A Plea for Empowerment and Dignity

Elisabeth Kubler-Ross

Elisabeth Kubler-Ross

In Chicago, Swiss-born psychiatrist Elisabeth Kübler-Ross was formulating her own response to the treatment of terminally ill patients in late-1960s America. Married to an American physician, she observed what she considered inadequate social responses by his hospital toward its dying patients. She began a study that would lead to more than 500 interviews with terminally ill patients.

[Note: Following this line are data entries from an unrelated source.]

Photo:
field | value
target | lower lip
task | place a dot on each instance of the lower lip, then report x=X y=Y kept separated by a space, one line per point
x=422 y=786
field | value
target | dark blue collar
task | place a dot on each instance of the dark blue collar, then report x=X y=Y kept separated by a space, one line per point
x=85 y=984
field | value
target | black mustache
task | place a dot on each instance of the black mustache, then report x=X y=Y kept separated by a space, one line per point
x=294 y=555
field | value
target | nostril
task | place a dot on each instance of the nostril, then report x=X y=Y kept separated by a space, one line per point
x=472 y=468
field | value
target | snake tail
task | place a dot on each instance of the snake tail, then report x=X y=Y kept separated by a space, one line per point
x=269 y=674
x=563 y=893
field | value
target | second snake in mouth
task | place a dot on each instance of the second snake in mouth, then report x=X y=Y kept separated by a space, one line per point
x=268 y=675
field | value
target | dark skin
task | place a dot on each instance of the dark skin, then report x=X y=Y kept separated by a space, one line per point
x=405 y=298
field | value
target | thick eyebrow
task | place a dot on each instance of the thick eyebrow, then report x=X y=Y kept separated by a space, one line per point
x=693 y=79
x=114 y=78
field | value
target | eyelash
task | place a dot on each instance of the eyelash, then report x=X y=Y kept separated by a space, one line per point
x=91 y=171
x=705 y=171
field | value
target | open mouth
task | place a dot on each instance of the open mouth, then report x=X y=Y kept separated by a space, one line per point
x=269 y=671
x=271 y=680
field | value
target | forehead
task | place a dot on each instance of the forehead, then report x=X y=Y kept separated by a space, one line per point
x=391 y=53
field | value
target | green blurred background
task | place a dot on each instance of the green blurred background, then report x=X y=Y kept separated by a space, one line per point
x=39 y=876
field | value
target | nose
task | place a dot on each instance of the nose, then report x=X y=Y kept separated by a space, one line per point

On Death and Dying was published in 1969 and became a bestseller. A revolutionarily insightful work, it identified five stages through which many terminally ill patients progress. These stages (denial, anger, bargaining, depression and acceptance) would become widely accepted in the decades that followed as ‘the five stages of grief’. Even into the 21st century, On Death and Dying would continue to be the gold standard for education on the subject. The book was more than a simple explanation of psychological expressions, however. Within it, Kübler-Ross made a plea for care in the patient’s home as opposed to treatment in an institutional setting. She further argued that patients should have a choice and the ability to participate in the decisions that affect their destiny, including patients’ rights to refuse treatment that they felt would not be beneficial or would not improve their quality of life.

Testimony Leads to Federal Support

In 1972, the United States Senate Special Committee on Aging conducted the first national hearings on the subject of death with dignity. Kübler-Ross was asked to testify. In her testimony, she capitalized on the opportunity to emphasize the benefits of patient care in the patient’s own home: “We live in a very particular death-denying society. We isolate both the dying and the old, and it serves a purpose. They are reminders of our own mortality. We should not institutionalize people. We can give families more help with home care and visiting nurses, giving families and patients the spiritual, emotional, and financial help in order to facilitate the final care at home.”

The impacts of Saunders and Kübler-Ross redefined hospice care across the globe: comprehensive care for the patient’s physical, social, psychological and spiritual needs; patient empowerment to make decisions about the type of care they wish to receive or not receive; emphasis on at-home care for best patient comfort when possible; and an expanded circle of care to include the patient’s family and friends.

In 1978, a report by a U.S. Department of Health, Education, and Welfare task force noted both the altruistic and practical advantages of government support for hospice care: “The hospice movement as a concept for the care of the terminally ill and their families is a viable concept and one which holds out a means of providing more humane care for Americans dying of terminal illness while possibly reducing costs. As  such, it is the proper subject of federal support.”

The Hospice Movement Comes to Houston

In 1980, Houston’s first hospice, Houston Hospice, was founded. The same year, New Age Hospice was formed, which later merged with  Houston Hospice. New Age Hospice’s primary organizer, Marion Wilson, was determined to establish a source of humane, caring responses for dying patients and their families, following the loss of three of her children.

In 1981 Houston Hospice (as New Age Hospice) began accepting patients. Its first Medical Director was Dr. Richard Lamerton, a revered

authority on care of the terminally ill who had been the first intern trained by Dame Cicely Saunders at St. Christopher’s Hospice in London.

A 1985 visit by Princess Diana to St. Joseph’s Hospice. One of its founders, Dr. Richard Lamerton, became the first Medical Director of Houston Hospice.